Closed pomalley44 closed 5 years ago
Can you try also loading the train_data
in the second process before loading the predict_data
?
That worked!
Can you tell me why that worked? And should I have known based on documentation somewhere?
It's dead-nuts the same in Method A and Method B now. I didn't even call on the train_data; it's just sitting there. I spent 2 weeks reviewing source code and messing with the dataset, pickle, hyperparameters... And you solved it in 2 minutes.
I am reopening this issue because it is a bug. You should not need the training data for the unpickled classifier to work properly.
Orange reuses feature descriptors to make your test and train data compatible, so that you can build a classifier on train and then apply it to separate test data.
Feature descriptors therefore depend on how the data is loaded. In your case, I guess, Orange's internal representation of nominal features' values was different depending of how you opened the data. And then the classifier or its internal preprocessors did not handle the differences correctly.
Can you see what happens if you prepare your data in a .tab format where you explicitly list possible values for both of your files? For both files, these need to be the same and also in the same order. See the adult.tab file that comes with Orange for an example.
I can work on that, but it won't be quick. There are a lot of discrete features in my dataset--about 150 which are binary and 20 which are categorical with ~10-100 possible values. It also wouldn't be a feasible long-term solution as the list of possible values changes over time.
I can confirm there are definitely differences between the feature sets each file. The test data contains both binary features and possible categorical values that are not in the train data. It can also lack binary features that are present in the train data. These discrepant features are likely to be to be pretty far down the list in terms of importance, so I can live with the averaging that happens when the tree hits a node that it can't make a decision on.
In setting up the .tab file, how do I handle possible values that have spaces? Can I encapsulate in quotes? Or do I need to rework the dataset to use underscores?
You might also try just switching the order in which model
and predict_data
are loaded. I.e. Load the model
first then the predict_data
(without the train_data
). That might also work.
And then the classifier or its internal preprocessors did not handle the differences correctly.
But no classifier/preprocessor in Orange actually does that.
In setting up the .tab file, how do I handle possible values that have spaces?
Spaces in values listed in the second header row must be escaped with a backslash.
E.g for a columns A with 2 values 'A B' and 'C D':
A
A\ B C\ D
A B
I am afraid that listing all the values in the header is really the only way to build and use reliable/reproducible models in Orange.

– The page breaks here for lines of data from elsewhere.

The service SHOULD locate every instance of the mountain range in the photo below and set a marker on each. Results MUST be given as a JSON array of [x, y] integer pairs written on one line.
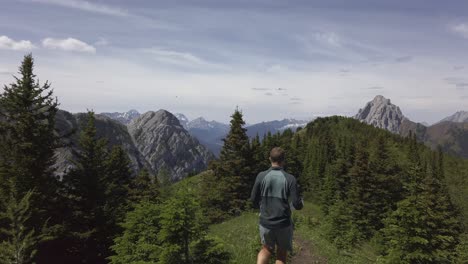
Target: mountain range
[[157, 140], [153, 140], [212, 133], [451, 133]]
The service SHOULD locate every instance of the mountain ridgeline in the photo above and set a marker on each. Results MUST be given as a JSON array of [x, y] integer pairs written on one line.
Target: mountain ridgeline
[[368, 189], [451, 133], [211, 133], [152, 141]]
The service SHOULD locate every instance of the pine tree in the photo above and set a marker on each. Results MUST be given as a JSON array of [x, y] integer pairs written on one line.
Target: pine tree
[[144, 187], [387, 189], [361, 193], [234, 169], [19, 241], [139, 241], [424, 228], [115, 183], [167, 233], [258, 155], [86, 195], [28, 142], [182, 234]]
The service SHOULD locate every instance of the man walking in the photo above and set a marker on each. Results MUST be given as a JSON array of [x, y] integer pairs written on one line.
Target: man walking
[[272, 191]]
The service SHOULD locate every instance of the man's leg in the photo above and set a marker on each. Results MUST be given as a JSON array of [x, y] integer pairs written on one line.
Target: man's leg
[[268, 245], [264, 255], [284, 240], [281, 256]]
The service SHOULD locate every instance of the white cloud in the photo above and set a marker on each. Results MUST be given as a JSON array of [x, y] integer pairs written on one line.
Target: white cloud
[[9, 44], [329, 38], [68, 44], [86, 6], [177, 58], [101, 42], [461, 29]]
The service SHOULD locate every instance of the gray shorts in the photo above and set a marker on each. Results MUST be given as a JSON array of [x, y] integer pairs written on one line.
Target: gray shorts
[[277, 237]]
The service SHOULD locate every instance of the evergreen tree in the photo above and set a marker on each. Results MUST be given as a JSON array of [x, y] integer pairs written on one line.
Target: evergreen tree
[[258, 155], [139, 241], [144, 187], [234, 169], [27, 145], [86, 195], [424, 228], [182, 234], [116, 182], [167, 233], [19, 241], [387, 189]]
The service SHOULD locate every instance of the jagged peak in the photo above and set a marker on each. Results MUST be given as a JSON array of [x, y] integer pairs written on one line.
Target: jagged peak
[[160, 116]]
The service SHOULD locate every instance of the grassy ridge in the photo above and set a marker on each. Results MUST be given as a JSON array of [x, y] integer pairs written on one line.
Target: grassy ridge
[[241, 238]]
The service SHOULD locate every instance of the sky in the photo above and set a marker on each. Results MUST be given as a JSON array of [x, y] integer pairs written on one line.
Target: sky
[[272, 59]]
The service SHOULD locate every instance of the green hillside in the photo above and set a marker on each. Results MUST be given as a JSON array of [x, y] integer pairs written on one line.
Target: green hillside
[[325, 156]]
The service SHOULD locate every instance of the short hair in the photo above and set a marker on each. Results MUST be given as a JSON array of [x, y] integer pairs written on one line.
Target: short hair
[[277, 155]]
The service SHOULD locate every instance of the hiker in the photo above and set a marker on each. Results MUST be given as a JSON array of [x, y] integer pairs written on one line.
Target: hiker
[[271, 192]]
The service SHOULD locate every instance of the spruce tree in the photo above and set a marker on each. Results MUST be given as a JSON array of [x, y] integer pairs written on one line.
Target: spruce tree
[[424, 228], [19, 241], [234, 168], [144, 187], [387, 189], [139, 241], [28, 142], [361, 194], [86, 195]]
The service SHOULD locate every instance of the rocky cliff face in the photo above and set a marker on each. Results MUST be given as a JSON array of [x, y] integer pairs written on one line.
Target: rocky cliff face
[[123, 118], [458, 117], [71, 125], [381, 113], [274, 126], [164, 143]]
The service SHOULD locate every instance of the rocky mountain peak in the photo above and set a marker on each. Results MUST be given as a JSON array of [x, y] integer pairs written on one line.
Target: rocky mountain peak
[[125, 117], [160, 117], [381, 113], [182, 119], [458, 117], [164, 143]]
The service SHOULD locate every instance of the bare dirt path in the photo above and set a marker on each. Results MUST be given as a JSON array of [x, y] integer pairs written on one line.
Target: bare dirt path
[[305, 254]]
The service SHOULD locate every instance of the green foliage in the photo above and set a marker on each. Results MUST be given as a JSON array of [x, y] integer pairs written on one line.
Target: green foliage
[[139, 241], [209, 251], [169, 233], [19, 241], [233, 170], [395, 190], [144, 187], [27, 146], [424, 227], [96, 191]]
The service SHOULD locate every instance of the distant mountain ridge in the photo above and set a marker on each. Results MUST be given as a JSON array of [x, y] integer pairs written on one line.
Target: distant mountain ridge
[[274, 126], [458, 117], [381, 113], [451, 134], [124, 118], [153, 141], [165, 143]]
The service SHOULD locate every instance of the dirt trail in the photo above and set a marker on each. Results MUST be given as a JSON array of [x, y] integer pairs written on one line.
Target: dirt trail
[[305, 254]]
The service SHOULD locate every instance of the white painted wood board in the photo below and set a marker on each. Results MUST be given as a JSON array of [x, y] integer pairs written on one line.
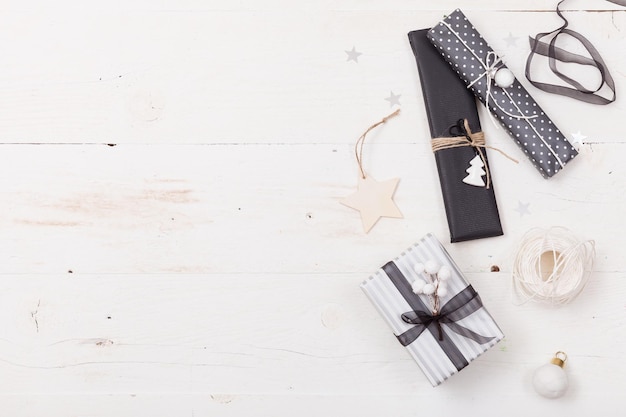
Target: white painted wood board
[[203, 264]]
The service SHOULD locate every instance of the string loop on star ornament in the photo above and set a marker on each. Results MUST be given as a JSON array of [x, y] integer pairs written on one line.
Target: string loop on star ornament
[[551, 266]]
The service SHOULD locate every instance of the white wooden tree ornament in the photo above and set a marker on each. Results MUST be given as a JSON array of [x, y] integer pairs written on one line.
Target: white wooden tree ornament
[[475, 172]]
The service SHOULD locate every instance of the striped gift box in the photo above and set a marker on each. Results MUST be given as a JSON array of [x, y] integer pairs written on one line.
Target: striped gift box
[[468, 330]]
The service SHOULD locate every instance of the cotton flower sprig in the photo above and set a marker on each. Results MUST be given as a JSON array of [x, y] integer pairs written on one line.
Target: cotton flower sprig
[[437, 287]]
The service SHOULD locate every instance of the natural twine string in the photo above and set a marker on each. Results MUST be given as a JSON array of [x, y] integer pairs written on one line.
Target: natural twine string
[[358, 147], [476, 140], [572, 259]]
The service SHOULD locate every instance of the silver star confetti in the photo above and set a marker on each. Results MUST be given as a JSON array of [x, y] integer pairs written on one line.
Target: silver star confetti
[[511, 41], [578, 138], [393, 99], [353, 55]]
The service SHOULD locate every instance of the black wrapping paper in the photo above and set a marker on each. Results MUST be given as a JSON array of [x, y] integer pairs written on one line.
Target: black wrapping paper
[[471, 211], [469, 55]]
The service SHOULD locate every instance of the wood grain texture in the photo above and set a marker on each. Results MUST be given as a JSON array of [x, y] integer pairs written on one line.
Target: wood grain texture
[[173, 242]]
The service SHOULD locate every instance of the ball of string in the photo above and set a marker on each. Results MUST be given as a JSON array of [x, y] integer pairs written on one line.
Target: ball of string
[[551, 266]]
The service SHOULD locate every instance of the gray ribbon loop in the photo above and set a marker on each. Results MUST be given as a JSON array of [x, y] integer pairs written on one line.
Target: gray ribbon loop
[[460, 306], [554, 54]]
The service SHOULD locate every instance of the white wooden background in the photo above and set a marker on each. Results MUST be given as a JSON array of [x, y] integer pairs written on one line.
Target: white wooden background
[[204, 266]]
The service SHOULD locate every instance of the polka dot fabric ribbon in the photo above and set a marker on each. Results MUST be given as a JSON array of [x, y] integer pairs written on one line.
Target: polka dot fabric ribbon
[[469, 55]]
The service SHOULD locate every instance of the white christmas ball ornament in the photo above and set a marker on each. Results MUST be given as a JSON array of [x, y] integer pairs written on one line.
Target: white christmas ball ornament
[[550, 380], [429, 289], [444, 273], [504, 78], [418, 286], [431, 267]]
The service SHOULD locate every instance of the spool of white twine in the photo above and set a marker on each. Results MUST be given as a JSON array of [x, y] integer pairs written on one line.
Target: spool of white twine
[[552, 266]]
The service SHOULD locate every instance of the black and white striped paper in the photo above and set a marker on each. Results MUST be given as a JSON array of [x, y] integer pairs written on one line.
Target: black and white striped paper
[[425, 350], [469, 55]]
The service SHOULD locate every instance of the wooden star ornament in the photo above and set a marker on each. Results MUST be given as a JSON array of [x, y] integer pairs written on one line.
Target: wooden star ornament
[[374, 199]]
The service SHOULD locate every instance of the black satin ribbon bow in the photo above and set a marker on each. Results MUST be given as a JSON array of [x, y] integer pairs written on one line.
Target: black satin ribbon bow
[[460, 306]]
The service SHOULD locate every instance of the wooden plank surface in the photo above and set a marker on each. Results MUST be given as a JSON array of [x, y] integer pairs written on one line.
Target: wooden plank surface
[[173, 242]]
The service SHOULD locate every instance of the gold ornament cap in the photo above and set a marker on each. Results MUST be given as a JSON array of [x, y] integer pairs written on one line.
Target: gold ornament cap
[[559, 359]]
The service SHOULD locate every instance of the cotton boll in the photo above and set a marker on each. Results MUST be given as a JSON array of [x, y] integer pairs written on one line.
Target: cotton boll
[[418, 268], [442, 291], [418, 286], [431, 267]]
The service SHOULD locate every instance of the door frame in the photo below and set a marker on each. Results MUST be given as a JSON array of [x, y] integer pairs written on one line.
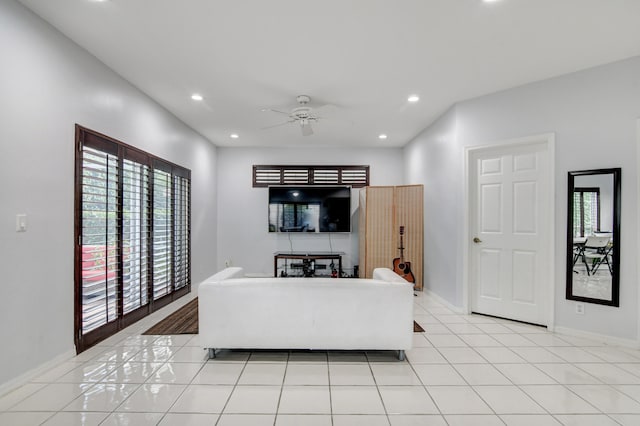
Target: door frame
[[548, 140]]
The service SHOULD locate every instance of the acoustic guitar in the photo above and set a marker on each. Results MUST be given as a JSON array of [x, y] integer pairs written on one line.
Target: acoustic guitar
[[401, 267]]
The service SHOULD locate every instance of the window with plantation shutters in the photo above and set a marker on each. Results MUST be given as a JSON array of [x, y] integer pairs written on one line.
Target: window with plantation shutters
[[162, 235], [99, 253], [133, 235], [182, 213], [355, 176]]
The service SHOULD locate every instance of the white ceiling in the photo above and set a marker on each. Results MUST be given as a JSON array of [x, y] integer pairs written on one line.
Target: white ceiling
[[362, 58]]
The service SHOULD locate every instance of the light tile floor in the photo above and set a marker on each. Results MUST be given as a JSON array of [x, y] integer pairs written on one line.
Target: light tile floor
[[463, 370]]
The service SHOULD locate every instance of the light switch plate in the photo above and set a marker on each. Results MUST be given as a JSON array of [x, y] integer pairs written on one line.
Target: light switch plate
[[21, 223]]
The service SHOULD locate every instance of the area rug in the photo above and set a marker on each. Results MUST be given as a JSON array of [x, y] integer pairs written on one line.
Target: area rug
[[185, 321]]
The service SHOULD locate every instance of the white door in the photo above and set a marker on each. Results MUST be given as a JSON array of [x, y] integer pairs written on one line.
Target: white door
[[509, 232]]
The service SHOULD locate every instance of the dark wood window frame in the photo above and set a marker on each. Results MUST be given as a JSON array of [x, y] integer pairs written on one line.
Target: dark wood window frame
[[178, 224], [581, 215], [350, 175]]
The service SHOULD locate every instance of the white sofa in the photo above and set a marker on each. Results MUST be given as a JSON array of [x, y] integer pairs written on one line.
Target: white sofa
[[236, 312]]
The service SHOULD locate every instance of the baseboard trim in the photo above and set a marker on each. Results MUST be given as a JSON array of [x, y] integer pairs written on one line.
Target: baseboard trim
[[446, 303], [23, 379], [609, 340]]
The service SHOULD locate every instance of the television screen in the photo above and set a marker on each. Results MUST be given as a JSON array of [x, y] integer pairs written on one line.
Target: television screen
[[310, 209]]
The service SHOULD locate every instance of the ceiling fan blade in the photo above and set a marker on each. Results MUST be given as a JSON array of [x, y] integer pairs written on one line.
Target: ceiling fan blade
[[275, 110], [277, 125], [306, 129]]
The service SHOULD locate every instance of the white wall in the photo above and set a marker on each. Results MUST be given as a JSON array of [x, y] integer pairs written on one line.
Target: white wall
[[243, 236], [48, 84], [433, 161], [592, 114]]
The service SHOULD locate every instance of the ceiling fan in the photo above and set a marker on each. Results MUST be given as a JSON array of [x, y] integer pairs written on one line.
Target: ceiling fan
[[302, 114]]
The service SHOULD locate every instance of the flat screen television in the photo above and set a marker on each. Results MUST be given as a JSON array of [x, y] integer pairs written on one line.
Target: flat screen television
[[310, 209]]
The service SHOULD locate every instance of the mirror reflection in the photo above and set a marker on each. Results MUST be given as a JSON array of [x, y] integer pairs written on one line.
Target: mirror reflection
[[593, 233]]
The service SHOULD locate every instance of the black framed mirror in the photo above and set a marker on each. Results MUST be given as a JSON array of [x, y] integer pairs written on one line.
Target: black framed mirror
[[593, 236]]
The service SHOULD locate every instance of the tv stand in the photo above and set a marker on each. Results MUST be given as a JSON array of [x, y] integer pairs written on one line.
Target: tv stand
[[307, 264]]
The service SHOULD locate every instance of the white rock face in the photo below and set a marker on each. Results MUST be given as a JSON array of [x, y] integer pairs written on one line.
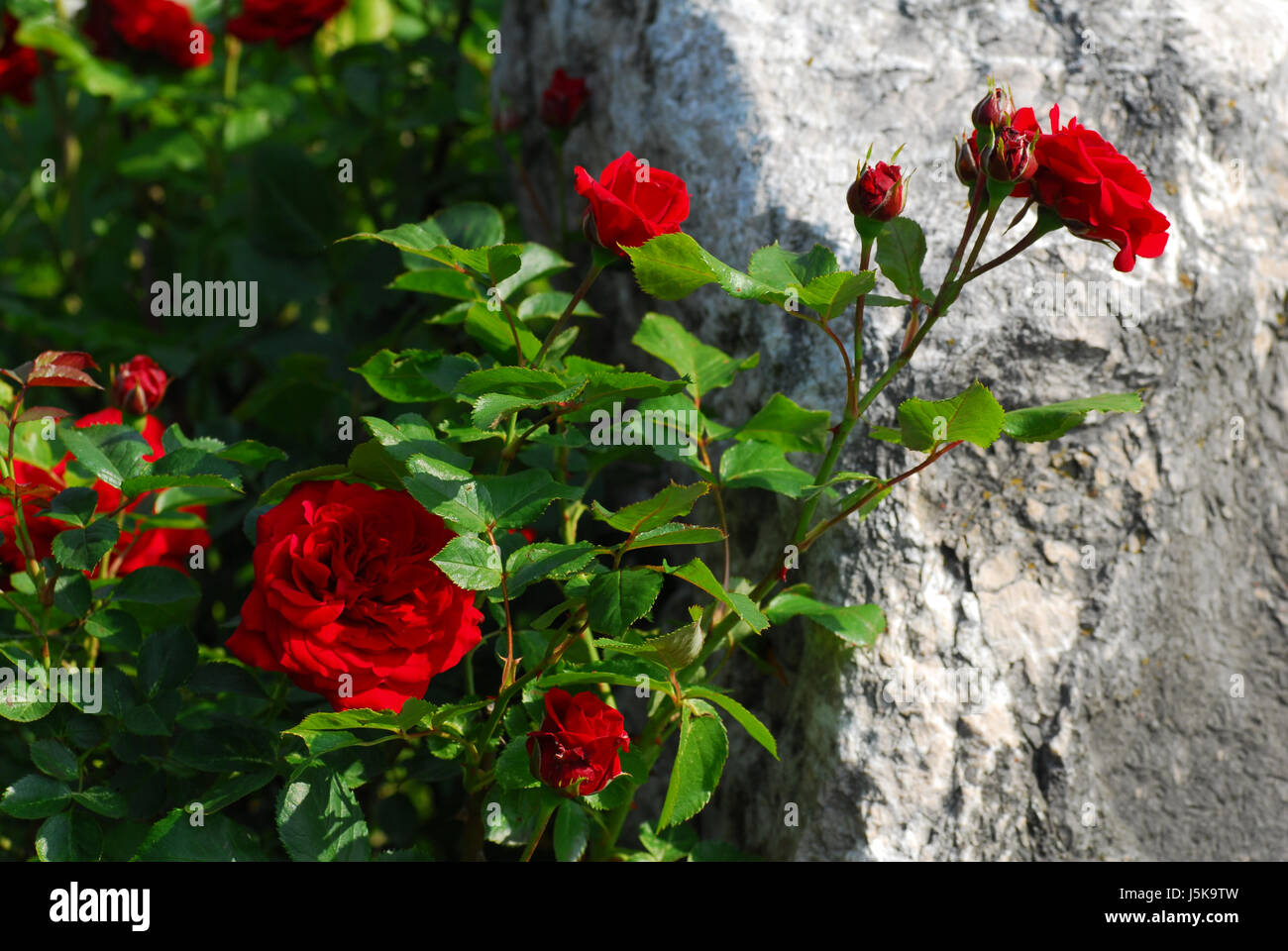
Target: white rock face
[[1086, 652]]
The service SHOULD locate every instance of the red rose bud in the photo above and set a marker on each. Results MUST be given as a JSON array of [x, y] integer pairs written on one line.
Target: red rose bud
[[991, 111], [1012, 157], [160, 27], [877, 192], [631, 202], [563, 99], [140, 385], [282, 21], [579, 742], [965, 162]]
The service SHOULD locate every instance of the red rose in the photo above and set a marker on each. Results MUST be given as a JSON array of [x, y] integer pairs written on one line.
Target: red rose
[[563, 99], [282, 21], [168, 548], [140, 385], [1098, 192], [161, 27], [1012, 157], [631, 202], [18, 64], [580, 739], [877, 192], [347, 599]]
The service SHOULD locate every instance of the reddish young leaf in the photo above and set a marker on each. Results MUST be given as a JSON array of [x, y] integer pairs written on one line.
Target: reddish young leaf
[[62, 369]]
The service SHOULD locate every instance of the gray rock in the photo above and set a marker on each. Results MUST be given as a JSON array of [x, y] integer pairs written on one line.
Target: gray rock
[[1094, 628]]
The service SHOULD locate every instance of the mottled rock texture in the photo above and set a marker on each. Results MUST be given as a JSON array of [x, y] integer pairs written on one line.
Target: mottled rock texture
[[1117, 598]]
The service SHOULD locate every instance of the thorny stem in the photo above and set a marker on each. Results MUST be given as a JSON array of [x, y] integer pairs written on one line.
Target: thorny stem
[[563, 318]]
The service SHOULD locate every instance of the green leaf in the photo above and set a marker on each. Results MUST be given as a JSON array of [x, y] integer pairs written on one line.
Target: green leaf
[[546, 560], [21, 701], [535, 264], [103, 800], [1043, 423], [781, 268], [901, 252], [492, 330], [471, 564], [413, 376], [513, 380], [831, 295], [88, 454], [859, 624], [572, 831], [318, 818], [81, 549], [472, 224], [698, 575], [643, 515], [175, 839], [69, 836], [158, 595], [755, 728], [553, 304], [706, 368], [675, 534], [787, 425], [116, 629], [35, 796], [619, 598], [54, 759], [73, 505], [252, 454], [973, 415], [761, 466], [698, 765], [674, 265]]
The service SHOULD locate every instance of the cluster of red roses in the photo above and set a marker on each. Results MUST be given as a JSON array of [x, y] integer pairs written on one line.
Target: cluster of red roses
[[166, 30], [1098, 192], [137, 388]]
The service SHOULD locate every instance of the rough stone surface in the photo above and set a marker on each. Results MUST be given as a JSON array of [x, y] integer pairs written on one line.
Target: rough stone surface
[[1106, 595]]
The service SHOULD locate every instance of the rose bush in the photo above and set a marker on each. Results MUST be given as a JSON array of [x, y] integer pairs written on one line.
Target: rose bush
[[420, 628]]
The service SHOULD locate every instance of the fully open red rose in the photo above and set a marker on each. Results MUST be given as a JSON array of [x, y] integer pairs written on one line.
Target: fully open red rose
[[347, 599], [580, 739], [1096, 188], [631, 202], [161, 27], [563, 99], [18, 64], [282, 21], [140, 385], [168, 548]]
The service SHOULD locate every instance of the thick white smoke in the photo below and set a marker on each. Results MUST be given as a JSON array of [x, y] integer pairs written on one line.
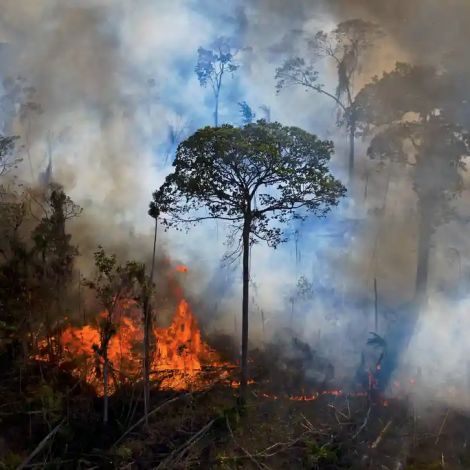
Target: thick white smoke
[[112, 75]]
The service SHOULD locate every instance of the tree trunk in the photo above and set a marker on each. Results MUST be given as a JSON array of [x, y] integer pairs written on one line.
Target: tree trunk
[[424, 248], [216, 113], [245, 305], [352, 133], [148, 329], [105, 390]]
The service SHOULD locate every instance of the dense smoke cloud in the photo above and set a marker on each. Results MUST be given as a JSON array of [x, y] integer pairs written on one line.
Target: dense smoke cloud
[[112, 76]]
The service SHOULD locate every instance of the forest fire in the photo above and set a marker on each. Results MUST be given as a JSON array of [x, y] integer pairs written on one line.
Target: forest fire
[[177, 360]]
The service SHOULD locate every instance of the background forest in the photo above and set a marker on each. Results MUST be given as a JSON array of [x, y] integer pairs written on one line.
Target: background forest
[[119, 341]]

Supposedly fixed via #3925.
Orange version
3.17.0
Expected behavior
Two methods below should yield the same predictions:
Method A: Start new python instance Load training data to Orange table (train_data) Create learner
Create model from learner trained on train_data
Pickle model
Load target data to Orange table (predict_data) Unpickle model
Run predictions
Method B: Start new python instance Load target data to Orange table (predict_data) Unpickle model
Run predictions
Actual behavior
Unpickling the model in a new instance and running predictions give different results than when predictions were run from the same instance where the model was trained.
Steps to reproduce the behavior
I have tried reproducing this error with built-in datasets, but I have not been successful doing so.
Additional info (worksheets, data, screenshots, ...)
I'm using random forest regression with
random_state=0, n_estimators=50, min_samples_split=2
. My training data set is ~15,000 rows with ~350 columns--a mixture of continuous features, binary features, and categorical features (that I'm relying on Orange to preprocess with one-hot encoding).The results from Method A and Method B are significantly different. The predicted populations have different means and standard deviations. The predictions in Method B appear much "flatter", with the mean and standard deviation both much lower. However, there is still some correlation--items with high prediction in Method A tend to have a high prediction in Method B (relative to the overall range).
I've included pickling/unpickling in Method A above for symmetry's sake. Leaving the model in memory yields the same results. I've also tried:
Both of the above experiments still yield the same prediction results in Method A.
My suspicion is that some sort of preprocessing is being saved in memory and not saved in the pickled model, but I don't know what that could be or how to figure it out.
I'm happy to try some different things if someone can point me in the right direction.